AAR discloses being employed by LUMC which has patents on exon skipping technology, some of which has been licensed to BioMarin and subsequently sublicensed to Sarepta. As coinventor of some of these patents, AAR is entitled to a share of royalties. AAR further discloses being ad hoc consultant for PTC Therapeutics, Sarepta Therapeutics, Regenxbio, Alpha Anomeric, Lilly BioMarin Pharmaceuticals Inc., Eisai, Entrada, Takeda, Splicesense, Galapagos, and AstraZeneca. Past ad hoc consulting has occurred for CRISPR Therapeutics, Summit PLC, Audentes Santhera, Bridge Bio, Global Guidepoint and GLG consultancy, Grunenthal, Wave, and BioClinica. AAR also reports having been a member of the Duchenne Network Steering Committee (BioMarin) and being a member of the scientific advisory boards of Eisai, Hybridize Therapeutics, Silence Therapeutics, and Sarepta Therapeutics. Past SAB memberships are ProQR and Philae Pharmaceuticals. Remuneration for these activities is paid to LUMC. LUMC also received speaker honoraria from PTC Therapeutics, Alnylam Netherlands, Pfizer, and BioMarin Pharmaceuticals and funding for contract research from Italfarmaco, Sapreme, Eisai, Galapagos, Synaffix, and Alpha Anomeric. Project funding is received from Sarepta Therapeutics and Entrada.
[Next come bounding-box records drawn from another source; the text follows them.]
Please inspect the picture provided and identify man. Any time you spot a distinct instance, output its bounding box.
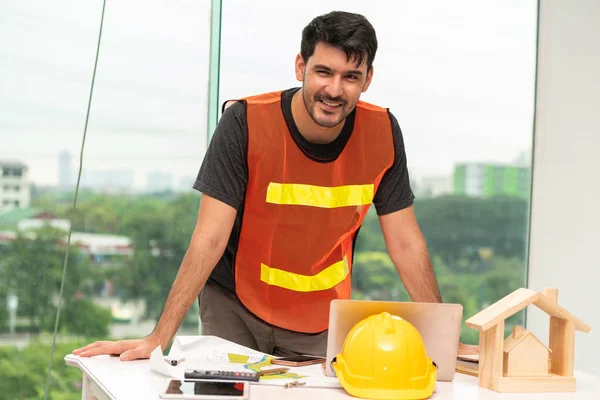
[74,12,478,360]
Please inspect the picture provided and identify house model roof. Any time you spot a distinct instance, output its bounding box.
[504,329,552,353]
[465,288,591,332]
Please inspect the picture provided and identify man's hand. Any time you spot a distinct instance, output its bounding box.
[73,336,164,361]
[458,343,479,356]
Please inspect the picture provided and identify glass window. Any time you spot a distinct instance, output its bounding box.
[0,0,210,399]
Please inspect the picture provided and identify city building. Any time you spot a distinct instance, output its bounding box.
[453,162,531,198]
[0,160,31,212]
[0,208,135,266]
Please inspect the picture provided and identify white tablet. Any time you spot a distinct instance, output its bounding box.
[160,379,250,400]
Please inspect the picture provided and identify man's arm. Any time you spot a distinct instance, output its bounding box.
[379,206,479,355]
[73,195,236,360]
[379,206,442,303]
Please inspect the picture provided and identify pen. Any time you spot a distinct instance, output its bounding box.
[165,357,185,366]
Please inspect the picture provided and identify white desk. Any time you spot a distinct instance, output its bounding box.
[65,355,600,400]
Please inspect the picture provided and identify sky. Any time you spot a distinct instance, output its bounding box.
[0,0,537,188]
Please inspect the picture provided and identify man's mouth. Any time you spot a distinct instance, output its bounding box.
[321,100,342,107]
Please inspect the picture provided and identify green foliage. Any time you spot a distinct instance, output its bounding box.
[415,196,528,273]
[0,226,95,327]
[0,338,86,400]
[45,298,112,337]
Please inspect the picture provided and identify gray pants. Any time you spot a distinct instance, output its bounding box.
[199,282,327,357]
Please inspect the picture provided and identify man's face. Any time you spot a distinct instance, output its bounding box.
[296,43,373,128]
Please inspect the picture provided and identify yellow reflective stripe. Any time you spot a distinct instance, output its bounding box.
[267,182,375,208]
[260,257,348,292]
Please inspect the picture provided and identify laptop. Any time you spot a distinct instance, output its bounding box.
[325,300,463,381]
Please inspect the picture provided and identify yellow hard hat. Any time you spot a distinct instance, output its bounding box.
[332,312,437,400]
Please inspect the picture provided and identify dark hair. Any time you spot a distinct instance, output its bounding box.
[300,11,377,70]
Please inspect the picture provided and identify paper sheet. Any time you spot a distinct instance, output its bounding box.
[150,346,184,379]
[150,336,342,388]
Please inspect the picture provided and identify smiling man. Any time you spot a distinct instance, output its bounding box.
[74,12,476,360]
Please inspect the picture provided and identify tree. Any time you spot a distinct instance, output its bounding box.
[114,193,199,318]
[415,196,528,272]
[0,226,103,329]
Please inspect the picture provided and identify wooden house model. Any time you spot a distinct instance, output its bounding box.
[466,288,590,392]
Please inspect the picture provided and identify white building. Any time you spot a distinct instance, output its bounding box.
[0,160,31,211]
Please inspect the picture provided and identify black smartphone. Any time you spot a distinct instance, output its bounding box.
[271,355,325,367]
[160,379,250,400]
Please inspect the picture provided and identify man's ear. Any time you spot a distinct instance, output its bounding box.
[362,67,373,93]
[296,53,306,82]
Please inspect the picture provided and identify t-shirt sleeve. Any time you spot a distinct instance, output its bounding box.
[194,102,248,209]
[373,112,415,215]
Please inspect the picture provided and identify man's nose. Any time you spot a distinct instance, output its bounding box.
[326,76,344,98]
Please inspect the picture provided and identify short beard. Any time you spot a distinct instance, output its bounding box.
[302,89,347,128]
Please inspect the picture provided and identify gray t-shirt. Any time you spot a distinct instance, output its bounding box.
[194,88,414,293]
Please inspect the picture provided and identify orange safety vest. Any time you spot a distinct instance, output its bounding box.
[235,92,394,333]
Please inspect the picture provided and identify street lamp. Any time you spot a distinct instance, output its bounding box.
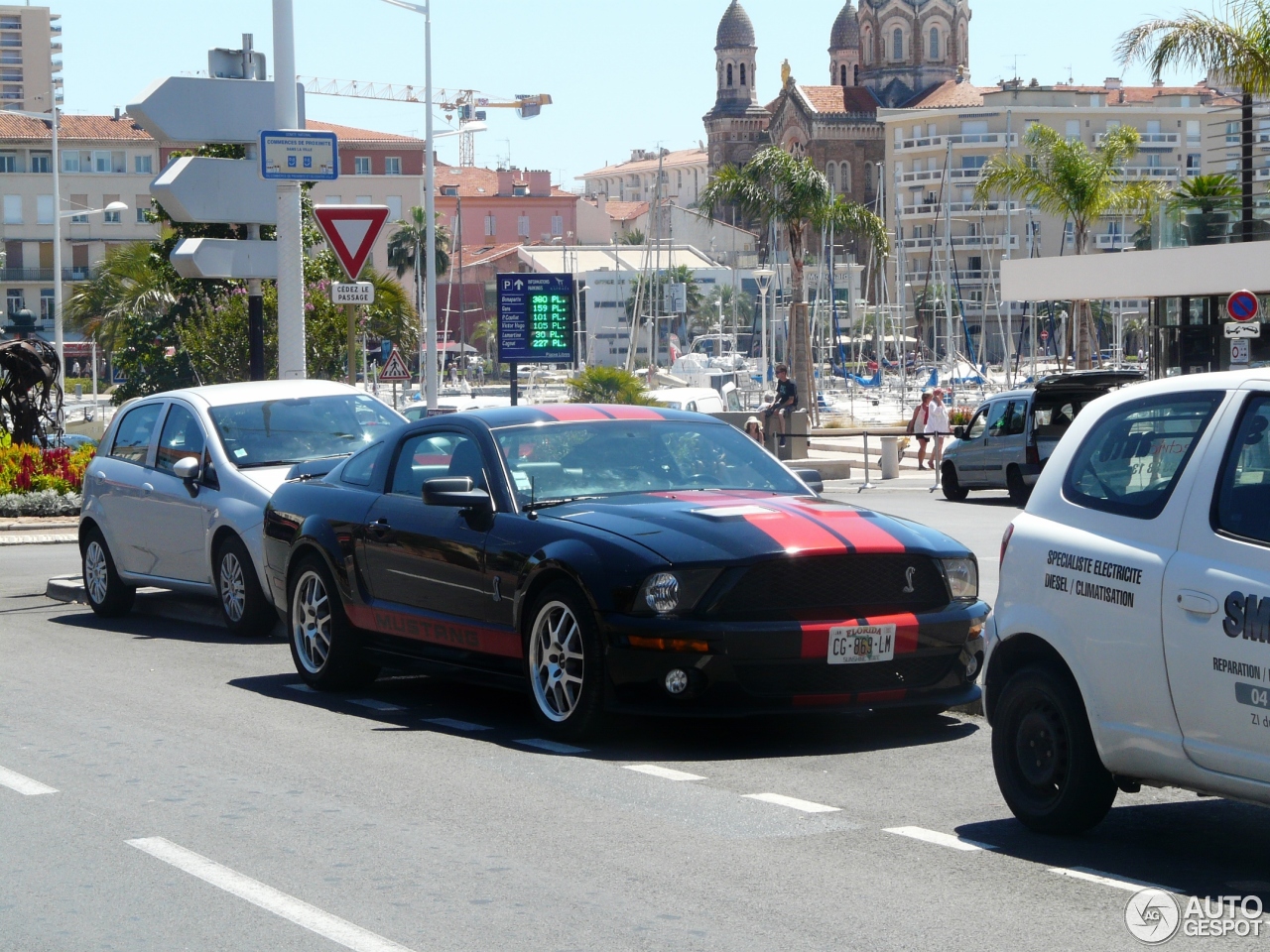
[384,0,437,410]
[754,268,776,399]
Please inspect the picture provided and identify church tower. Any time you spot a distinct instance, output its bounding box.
[829,0,860,86]
[704,0,771,172]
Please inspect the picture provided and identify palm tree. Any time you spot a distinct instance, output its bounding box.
[698,146,886,408]
[974,123,1162,369]
[1116,0,1270,241]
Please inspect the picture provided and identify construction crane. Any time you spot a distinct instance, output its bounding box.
[300,76,552,167]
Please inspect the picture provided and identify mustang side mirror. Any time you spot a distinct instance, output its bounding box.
[172,456,200,496]
[423,476,494,513]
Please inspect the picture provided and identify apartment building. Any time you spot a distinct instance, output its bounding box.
[0,4,63,113]
[0,109,159,331]
[877,78,1229,359]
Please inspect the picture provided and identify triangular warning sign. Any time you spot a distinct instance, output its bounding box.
[314,204,389,281]
[380,350,410,384]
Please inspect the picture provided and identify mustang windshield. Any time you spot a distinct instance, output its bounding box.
[494,420,807,505]
[209,394,401,470]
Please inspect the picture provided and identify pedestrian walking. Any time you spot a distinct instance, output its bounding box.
[926,387,950,470]
[906,390,935,470]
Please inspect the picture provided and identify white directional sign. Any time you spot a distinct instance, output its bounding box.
[128,76,305,144]
[260,130,339,181]
[172,239,278,280]
[150,156,278,225]
[330,281,375,304]
[1225,321,1261,340]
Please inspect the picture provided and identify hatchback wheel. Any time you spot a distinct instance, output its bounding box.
[992,666,1116,833]
[287,554,380,690]
[81,526,137,618]
[525,584,603,739]
[212,536,278,638]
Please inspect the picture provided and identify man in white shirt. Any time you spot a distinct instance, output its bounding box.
[925,387,950,470]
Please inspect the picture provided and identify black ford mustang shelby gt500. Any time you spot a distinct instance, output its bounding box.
[264,404,988,736]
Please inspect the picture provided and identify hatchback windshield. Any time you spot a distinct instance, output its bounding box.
[209,394,401,470]
[495,420,807,505]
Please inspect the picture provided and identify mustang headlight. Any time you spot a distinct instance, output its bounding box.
[940,558,979,600]
[631,568,718,615]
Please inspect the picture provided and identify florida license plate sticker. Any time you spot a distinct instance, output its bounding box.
[828,625,895,663]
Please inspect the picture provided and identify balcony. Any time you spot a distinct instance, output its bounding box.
[895,132,1019,153]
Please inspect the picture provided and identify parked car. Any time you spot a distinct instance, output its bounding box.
[940,371,1144,505]
[266,404,988,736]
[78,381,404,635]
[985,369,1270,833]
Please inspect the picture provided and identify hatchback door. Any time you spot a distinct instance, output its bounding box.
[1163,393,1270,781]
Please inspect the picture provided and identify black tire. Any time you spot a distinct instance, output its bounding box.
[940,463,970,503]
[525,583,604,740]
[80,526,137,618]
[212,536,278,638]
[1006,466,1031,507]
[992,666,1116,834]
[287,554,380,690]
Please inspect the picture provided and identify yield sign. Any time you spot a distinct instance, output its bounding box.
[380,350,410,384]
[314,204,389,281]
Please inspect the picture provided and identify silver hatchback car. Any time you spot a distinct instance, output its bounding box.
[78,381,405,635]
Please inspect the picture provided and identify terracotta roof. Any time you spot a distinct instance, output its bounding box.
[904,80,999,109]
[305,119,425,149]
[577,149,710,178]
[437,163,577,198]
[797,82,877,115]
[0,112,154,142]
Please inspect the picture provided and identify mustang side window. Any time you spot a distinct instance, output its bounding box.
[155,404,203,472]
[1063,391,1224,520]
[110,404,163,466]
[1212,396,1270,544]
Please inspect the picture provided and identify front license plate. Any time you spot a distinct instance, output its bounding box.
[828,625,895,663]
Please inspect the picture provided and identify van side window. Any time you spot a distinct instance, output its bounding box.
[1063,391,1224,520]
[1212,396,1270,544]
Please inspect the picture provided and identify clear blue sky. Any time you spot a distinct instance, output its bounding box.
[52,0,1199,186]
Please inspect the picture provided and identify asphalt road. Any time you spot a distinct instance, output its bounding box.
[0,500,1270,952]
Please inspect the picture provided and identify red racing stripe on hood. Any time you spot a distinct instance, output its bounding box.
[799,615,917,658]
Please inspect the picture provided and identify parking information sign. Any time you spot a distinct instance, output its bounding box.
[498,274,575,363]
[260,130,339,181]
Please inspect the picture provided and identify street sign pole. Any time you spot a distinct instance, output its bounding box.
[273,0,307,380]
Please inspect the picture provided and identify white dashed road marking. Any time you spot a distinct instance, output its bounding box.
[0,767,58,797]
[883,826,996,853]
[626,765,704,780]
[127,837,410,952]
[1051,866,1187,896]
[353,697,405,713]
[744,793,842,813]
[423,717,493,731]
[514,738,586,754]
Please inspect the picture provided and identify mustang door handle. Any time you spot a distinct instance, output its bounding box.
[1178,591,1218,615]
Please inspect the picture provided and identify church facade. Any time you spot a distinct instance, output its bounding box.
[704,0,971,203]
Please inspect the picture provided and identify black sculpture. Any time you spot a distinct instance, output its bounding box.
[0,308,63,448]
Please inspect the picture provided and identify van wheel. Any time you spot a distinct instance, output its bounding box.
[1006,466,1031,505]
[940,463,970,503]
[992,666,1116,834]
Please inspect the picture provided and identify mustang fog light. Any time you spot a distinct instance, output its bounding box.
[644,572,682,614]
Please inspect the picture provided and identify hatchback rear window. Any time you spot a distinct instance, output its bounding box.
[1063,391,1224,520]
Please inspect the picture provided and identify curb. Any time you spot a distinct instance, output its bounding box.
[45,575,271,629]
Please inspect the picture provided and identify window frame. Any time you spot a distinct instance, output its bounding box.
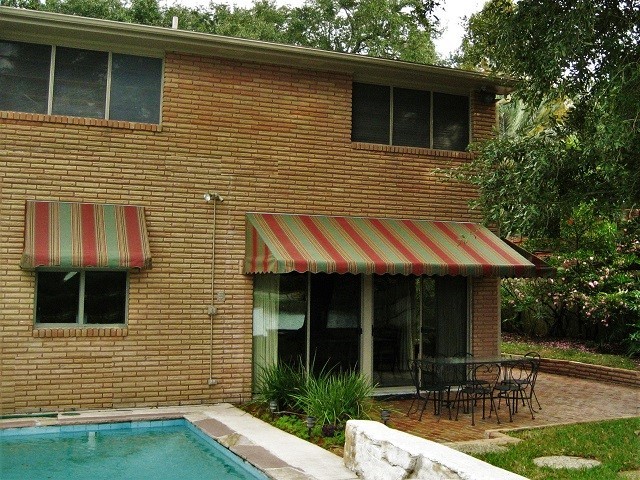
[351,81,472,152]
[0,39,165,125]
[33,268,131,329]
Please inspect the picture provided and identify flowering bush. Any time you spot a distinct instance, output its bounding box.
[502,212,640,355]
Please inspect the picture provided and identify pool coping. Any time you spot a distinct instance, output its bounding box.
[0,403,358,480]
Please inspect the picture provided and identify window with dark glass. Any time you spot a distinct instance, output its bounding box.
[351,83,470,151]
[0,41,51,113]
[36,271,127,325]
[393,88,431,148]
[351,83,391,144]
[51,47,109,118]
[433,92,469,150]
[109,53,162,123]
[0,41,162,123]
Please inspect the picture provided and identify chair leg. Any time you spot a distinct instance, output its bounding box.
[531,387,542,410]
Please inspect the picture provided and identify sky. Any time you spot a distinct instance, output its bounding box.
[171,0,487,58]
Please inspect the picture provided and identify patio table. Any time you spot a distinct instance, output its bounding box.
[416,355,535,419]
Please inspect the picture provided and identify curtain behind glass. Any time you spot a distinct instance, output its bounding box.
[253,274,280,385]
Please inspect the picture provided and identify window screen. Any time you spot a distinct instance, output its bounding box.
[36,271,127,325]
[351,83,391,144]
[52,47,109,118]
[0,42,51,113]
[433,92,469,151]
[109,53,162,123]
[393,88,431,147]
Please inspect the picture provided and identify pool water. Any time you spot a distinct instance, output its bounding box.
[0,420,267,480]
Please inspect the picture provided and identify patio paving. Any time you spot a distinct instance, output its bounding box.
[382,372,640,443]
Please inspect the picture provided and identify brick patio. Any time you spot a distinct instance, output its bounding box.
[383,372,640,443]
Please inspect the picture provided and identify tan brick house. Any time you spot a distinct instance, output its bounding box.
[0,7,535,414]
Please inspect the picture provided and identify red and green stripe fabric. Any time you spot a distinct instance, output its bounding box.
[20,201,151,270]
[244,213,536,277]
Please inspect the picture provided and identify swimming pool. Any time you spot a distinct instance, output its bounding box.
[0,419,267,480]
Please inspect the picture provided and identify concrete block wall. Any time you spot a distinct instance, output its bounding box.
[344,420,525,480]
[0,49,497,413]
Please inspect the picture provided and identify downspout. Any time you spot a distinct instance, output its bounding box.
[204,192,224,386]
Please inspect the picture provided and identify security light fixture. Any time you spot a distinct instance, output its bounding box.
[204,192,224,203]
[479,87,498,105]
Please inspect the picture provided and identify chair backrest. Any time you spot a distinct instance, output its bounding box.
[408,359,420,395]
[509,359,538,384]
[471,363,502,388]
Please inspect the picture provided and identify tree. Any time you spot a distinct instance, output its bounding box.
[457,0,640,238]
[292,0,438,63]
[0,0,439,63]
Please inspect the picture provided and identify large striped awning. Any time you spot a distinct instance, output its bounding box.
[20,201,151,270]
[244,213,552,277]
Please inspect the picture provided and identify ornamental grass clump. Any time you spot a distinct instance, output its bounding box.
[256,364,307,412]
[294,371,373,435]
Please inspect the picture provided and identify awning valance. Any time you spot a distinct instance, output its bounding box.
[244,213,552,277]
[20,201,151,270]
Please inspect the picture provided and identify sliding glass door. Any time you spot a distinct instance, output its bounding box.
[253,273,362,382]
[372,275,468,387]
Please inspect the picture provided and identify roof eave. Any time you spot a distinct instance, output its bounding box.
[0,7,511,94]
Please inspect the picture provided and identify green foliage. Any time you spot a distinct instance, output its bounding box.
[457,0,640,238]
[255,364,373,433]
[0,0,438,63]
[291,0,437,63]
[254,364,307,412]
[273,415,312,440]
[295,371,373,426]
[502,216,640,355]
[474,418,640,480]
[500,334,638,370]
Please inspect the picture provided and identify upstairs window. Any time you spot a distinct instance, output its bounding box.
[0,41,162,123]
[351,83,469,151]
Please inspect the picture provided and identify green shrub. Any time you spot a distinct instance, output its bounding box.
[255,364,307,412]
[295,371,373,427]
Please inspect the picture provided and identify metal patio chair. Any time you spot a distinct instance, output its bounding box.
[455,363,502,425]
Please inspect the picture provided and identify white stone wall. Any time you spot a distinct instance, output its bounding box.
[344,420,525,480]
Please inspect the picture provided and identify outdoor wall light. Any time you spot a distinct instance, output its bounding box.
[380,408,391,425]
[269,400,278,418]
[307,415,316,439]
[479,87,498,105]
[204,192,224,203]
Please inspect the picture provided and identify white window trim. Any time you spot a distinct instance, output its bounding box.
[33,269,130,328]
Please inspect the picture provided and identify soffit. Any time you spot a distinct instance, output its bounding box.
[0,7,510,93]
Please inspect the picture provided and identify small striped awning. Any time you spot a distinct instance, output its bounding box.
[20,201,151,270]
[244,213,552,277]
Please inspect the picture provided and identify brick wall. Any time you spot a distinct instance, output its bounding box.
[540,358,640,388]
[0,50,497,413]
[471,278,500,357]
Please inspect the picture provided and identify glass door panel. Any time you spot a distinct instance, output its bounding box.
[310,273,362,372]
[373,275,420,387]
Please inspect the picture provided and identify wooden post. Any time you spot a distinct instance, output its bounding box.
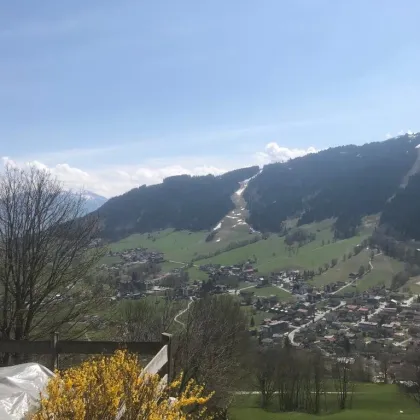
[51,332,58,372]
[162,333,173,384]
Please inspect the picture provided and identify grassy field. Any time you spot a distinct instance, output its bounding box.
[229,384,420,420]
[246,286,294,300]
[313,250,370,286]
[334,254,404,292]
[109,229,250,262]
[197,221,369,274]
[107,220,371,282]
[405,276,420,295]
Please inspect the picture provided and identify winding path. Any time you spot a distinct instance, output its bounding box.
[174,299,194,328]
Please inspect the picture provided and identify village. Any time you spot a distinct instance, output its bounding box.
[99,244,420,360]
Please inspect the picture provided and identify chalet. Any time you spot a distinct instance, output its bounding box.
[359,321,378,331]
[359,306,369,315]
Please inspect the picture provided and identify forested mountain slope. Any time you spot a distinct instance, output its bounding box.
[95,134,420,240]
[381,173,420,240]
[244,135,420,237]
[99,166,259,239]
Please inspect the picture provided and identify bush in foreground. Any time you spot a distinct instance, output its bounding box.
[32,351,211,420]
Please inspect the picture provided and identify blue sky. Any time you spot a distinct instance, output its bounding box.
[0,0,420,196]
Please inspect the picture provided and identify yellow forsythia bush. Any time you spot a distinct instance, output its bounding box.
[32,351,211,420]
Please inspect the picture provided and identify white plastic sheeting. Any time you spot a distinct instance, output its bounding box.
[0,363,54,420]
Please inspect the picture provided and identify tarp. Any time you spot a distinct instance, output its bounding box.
[0,363,54,420]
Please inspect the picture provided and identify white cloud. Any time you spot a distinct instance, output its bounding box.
[1,142,317,197]
[257,142,318,164]
[2,157,231,197]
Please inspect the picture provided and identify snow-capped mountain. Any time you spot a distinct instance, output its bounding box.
[83,191,108,213]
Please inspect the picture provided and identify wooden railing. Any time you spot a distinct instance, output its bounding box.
[0,333,172,382]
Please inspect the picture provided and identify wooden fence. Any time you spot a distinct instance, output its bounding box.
[0,333,172,382]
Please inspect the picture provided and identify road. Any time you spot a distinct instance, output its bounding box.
[228,284,256,295]
[288,300,346,346]
[168,260,198,267]
[174,299,194,328]
[276,284,292,294]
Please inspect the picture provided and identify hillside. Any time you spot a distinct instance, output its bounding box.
[99,134,420,241]
[99,166,259,239]
[244,135,420,238]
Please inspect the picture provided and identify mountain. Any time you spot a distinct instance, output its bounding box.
[244,135,420,237]
[99,134,420,239]
[99,166,259,239]
[83,191,108,213]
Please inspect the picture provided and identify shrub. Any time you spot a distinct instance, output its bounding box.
[32,351,211,420]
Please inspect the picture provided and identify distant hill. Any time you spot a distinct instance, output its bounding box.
[99,134,420,239]
[99,166,259,239]
[244,135,420,238]
[83,191,108,213]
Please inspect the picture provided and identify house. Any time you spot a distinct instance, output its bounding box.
[359,321,378,331]
[269,321,289,334]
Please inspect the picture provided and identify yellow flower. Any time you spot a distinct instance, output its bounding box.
[32,351,212,420]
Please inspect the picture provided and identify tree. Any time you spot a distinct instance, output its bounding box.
[32,351,212,420]
[0,166,104,356]
[250,316,255,328]
[253,348,279,408]
[117,299,178,341]
[377,351,391,384]
[332,357,354,410]
[173,295,251,416]
[398,350,420,405]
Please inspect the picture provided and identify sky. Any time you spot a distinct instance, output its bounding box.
[0,0,420,197]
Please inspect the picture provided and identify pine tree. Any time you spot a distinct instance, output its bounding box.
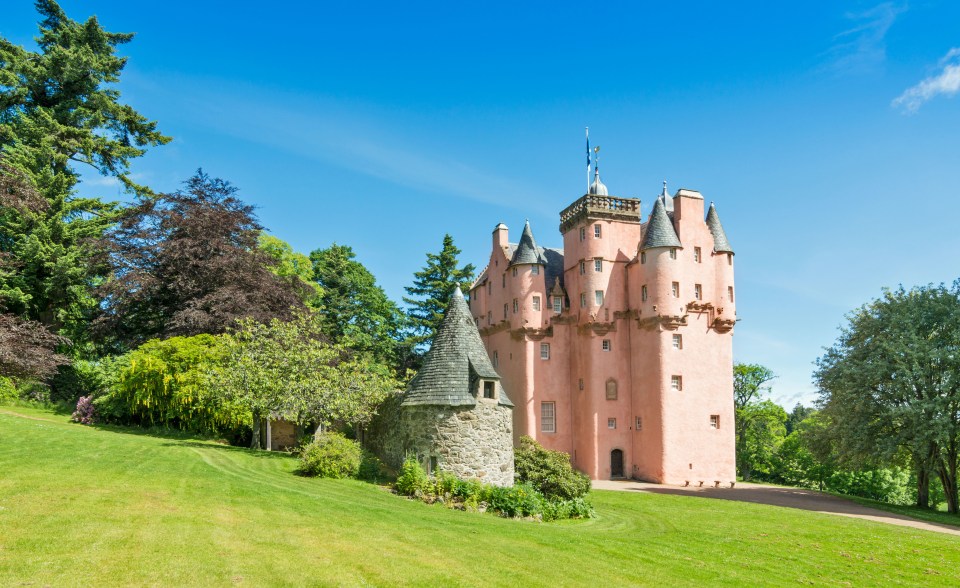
[403,235,475,352]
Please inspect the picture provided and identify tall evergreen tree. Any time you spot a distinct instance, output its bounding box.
[403,235,475,351]
[0,0,169,338]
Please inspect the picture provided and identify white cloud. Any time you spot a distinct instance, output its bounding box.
[828,2,907,74]
[891,47,960,113]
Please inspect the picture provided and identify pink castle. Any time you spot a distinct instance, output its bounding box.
[470,172,736,485]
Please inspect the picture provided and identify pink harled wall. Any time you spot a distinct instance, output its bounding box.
[470,190,736,484]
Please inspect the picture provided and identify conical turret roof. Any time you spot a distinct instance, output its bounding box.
[510,221,547,265]
[640,198,682,251]
[401,286,513,406]
[707,202,733,253]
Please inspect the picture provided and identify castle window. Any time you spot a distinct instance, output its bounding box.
[483,381,497,399]
[607,378,617,400]
[540,402,557,433]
WvRM discloses being employed by LUMC which has patents on exon skipping approaches for neurological disorders. In the past, some of these patents have been licensed to ProQR therapeutics. As coinventor on these patents, WvRM is entitled to a share of milestone payments and royalties. WvRM further discloses being ad hoc consultant for Accure Therapeutics and Herbert Smith Freehills. Remuneration for these activities is paid to the LUMC. LUMC also received funding for contract research from UniQure and Amylon Therapeutics.

Authors’ Contributions

BZ, MCL, WvRM, and AAR designed the concept of this study. MCL developed the evaluation guidelines (decision trees). BZ and MCL wrote the manuscript and prepared the figures. AAR and WvRM edited the manuscript. BZ and MCL contributed equally to this work and share the first authorship.

Acknowledgments

The authors would like to thank Iris Huitink and Sowmiyaa Kumar for helpful discussions. We would like to thank our consortium partners from the Dutch Center for RNA Therapeutics, the Tailored consortium (ZonMW PSIDER), 1 Mutation 1 Medicine, and the N+1 Collaborative. In specific, we would like to thank Rebecca Schuele and Matthis Synofzik, as well as colleagues from Timothy Yu’s lab, Aubrie Soucy, Victoria Suslovitch, and Emma Sherill, for the many fruitful discussions that helped develop these guidelines. The DCRT-LUMC is funded by the Department of Human Genetics at the Leiden University Medical Center. AAR, WvRM, and BZ are funded by ZonMW PSIDER project 10250022110002. MCL is supported by a Walter-Benjamin Fellowship from the DFG (project number 521414448).